Когда Кузякин ушел, Шкулев подошел к двери, убедился, что его спина мелькает уже в конце длинного, как взлетная полоса, коридора, и снова взялся за телефон.

Понедельник, 3 июля, 19.00

В принципе, Тульскому в баре говорить с Зябликовым тоже было уже больше не о чем, если не пускаться в военные мемуары, но тогда пришлось бы брать еще водки. А ему надо было успеть на встречу к руководителю следственной группы, причем туда надо было еще доехать на машине и появиться более или менее трезвым.

– Что-то не звонит, уламывает, наверное, – сказал Тульский, колеблясь, выпить ли последнюю рюмку водки сейчас или оставить на потом, когда Шкулев сообщит ему по телефону результат, в котором он, в принципе, мало сомневался. – А мне в Большой дом надо еще. Вызывают. – Он насмешливо поднял палец вверх. – Опора империи, холодный ум, чистые ноги. Ну, если они меня дурили с этими компакт-дисками… А в Тудоев к Кольту я, пожалуй, все-таки съезжу.
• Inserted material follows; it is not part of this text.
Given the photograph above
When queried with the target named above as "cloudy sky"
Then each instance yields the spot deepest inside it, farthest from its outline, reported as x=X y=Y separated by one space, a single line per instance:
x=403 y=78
– Во-первых, Кольт все-таки наш, а получается, что я тебя на него навел, – сказал Майор. – Некрасиво. Во-вторых, он тебе все равно ничего не скажет, ты же мент.

– Ну, кому мент, а кому боевой друг. А потом, я же в убойном отделе, я не ОБЭП, мне-то что, так только, поговорить по-дружески.

– А тогда зачем? – с интересом спросил Зябликов. – Дело твое по убийству уже в суде, ты что его, из суда теперь отзывать будешь?

– Да нет, просто так, для себя, – сказал Тульский.

– Но правды же нет? – уточнил Зябликов. – А вот Журналист говорит, что есть и хочет быть узнанной. Он знаешь, как говорит? Что она помимо нас через нас вылезает, в этом даже и заслуги нашей никакой нет. Вот ты и собрался в Тудоев.

– Ну и демагог ты, Зяблик, – искренне поразился подполковник. – Гляди, научился там, в суде. Да, может, я еще и не поеду. Может, это я так, спьяну сказал.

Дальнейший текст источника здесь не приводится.